Remember that scene in Alfred Hitchcock's The Birds, when Tippi Hedren led children past a playground, where dozens of crows perched on a gym set, waiting to peck their eyes out? • Well, forget it during American Stage's season opener The Birds, loosely adapted by Irish playwright Conor McPherson from the Daphne du Maurier novelette Hitchcock mostly ignored. • Same species, three different sorts of terror. • McPherson's The Birds is a psychological horror story, 15 scenes of muted tension in close quarters while death flaps its wings outside. As in so outside that nary a bird will be visible on stage, in stark contrast to Hitchcock's bloody-beak swarms attacking.
The horror is intended to be in the audience's collective eye, through lighting manipulations, insinuating feathers and a battery of speakers strategically placed in Raymond James Theater for scare tactics.
"I hope we can scare the bejeezus out of them," director and sound designer Todd Olson said, calling this production — only the second staging of The Birds in the southeastern U.S. — his "guilty pleasure" of the season.
"We have some tricks in store. ... There's lots of evidence of the birds, and it's a pretty active soundscape. We're putting in more speakers, doing more with sound in that room than we ever have before. The idea is that the audience is caught in the house with these people."
Actor Richard B. Watson added: "I don't think it's going to be passive in this room, (with the audience) just sitting back to watch."
Watson plays Nat, who along with Diane (Roxanne Fay) are brittle survivors of this unexplained birdemic, strangers sharing a farmhouse and scavenging supplies.

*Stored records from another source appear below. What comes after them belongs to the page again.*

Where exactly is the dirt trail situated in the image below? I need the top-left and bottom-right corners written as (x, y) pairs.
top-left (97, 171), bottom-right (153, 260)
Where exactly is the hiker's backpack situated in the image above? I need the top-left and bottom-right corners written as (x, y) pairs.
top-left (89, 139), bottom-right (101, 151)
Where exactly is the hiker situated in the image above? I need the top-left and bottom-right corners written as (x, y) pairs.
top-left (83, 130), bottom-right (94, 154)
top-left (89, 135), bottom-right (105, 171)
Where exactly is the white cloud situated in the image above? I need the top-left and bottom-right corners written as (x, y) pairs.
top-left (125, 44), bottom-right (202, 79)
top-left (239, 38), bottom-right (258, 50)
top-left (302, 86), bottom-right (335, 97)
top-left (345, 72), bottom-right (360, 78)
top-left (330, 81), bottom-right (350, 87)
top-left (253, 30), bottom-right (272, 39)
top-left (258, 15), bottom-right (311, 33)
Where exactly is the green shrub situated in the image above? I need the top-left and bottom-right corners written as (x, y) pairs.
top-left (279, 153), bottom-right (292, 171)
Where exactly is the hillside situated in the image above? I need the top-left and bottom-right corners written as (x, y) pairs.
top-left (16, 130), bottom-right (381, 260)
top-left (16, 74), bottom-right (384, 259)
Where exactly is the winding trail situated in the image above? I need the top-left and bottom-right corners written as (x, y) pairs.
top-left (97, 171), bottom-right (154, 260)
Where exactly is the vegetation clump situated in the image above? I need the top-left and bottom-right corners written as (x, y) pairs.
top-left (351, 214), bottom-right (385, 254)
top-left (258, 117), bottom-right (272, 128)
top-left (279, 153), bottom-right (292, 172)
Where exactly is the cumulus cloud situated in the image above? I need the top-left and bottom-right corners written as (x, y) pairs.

A third survivor named Julia (Gretchen Porro) shows up, making Diane suspicious of her intentions, especially after unsettling words from the farmer (Joseph Parra) across the lake.
What birds could do to any of them isn't as scary as what they might do to themselves.
"It's the stakes that matter, what happens when people get pushed into a corner so far," Olson said.
"In this story, the question is: 'Are we capable of murder?' The answer is yes. Those are the kinds of stories that work best in our theater, which is in a corner, so I love finding those stories about people really stuck and having to fight their way out."
As dissimilar as the original story, Hitchcock's movie and McPherson's play are, they're linked by the paranoia created by being invaded. For du Maurier it was the early 1950s, as England reeled from World War II bombing raids and the Red Scare. Hitchcock's version suggested these bird attacks were punishment for the societal rise of aggressive women, like the one Hedren played.
McPherson's "boogeyman" is human nature itself, how moral lines shift as situations become increasingly dire.
"(These characters) are all exceedingly moral," Fay said. "I don't think that excludes anything they do. That's the problem with someone who does something heinously wrong; they think they're doing the right thing."
In that respect, The Birds has less in common with Hitchcock's movie than with George A. Romero's Night of the Living Dead, with monstrous behavior occurring both outside and inside the house. There can be compelling drama between bejeezus-scaring moments.
"After taking these people apart, strand by strand and moment by moment, all of their motivations are pretty logical," Olson said. "There are certain question marks in the air, but they're there in the juicy sense … that great gray area."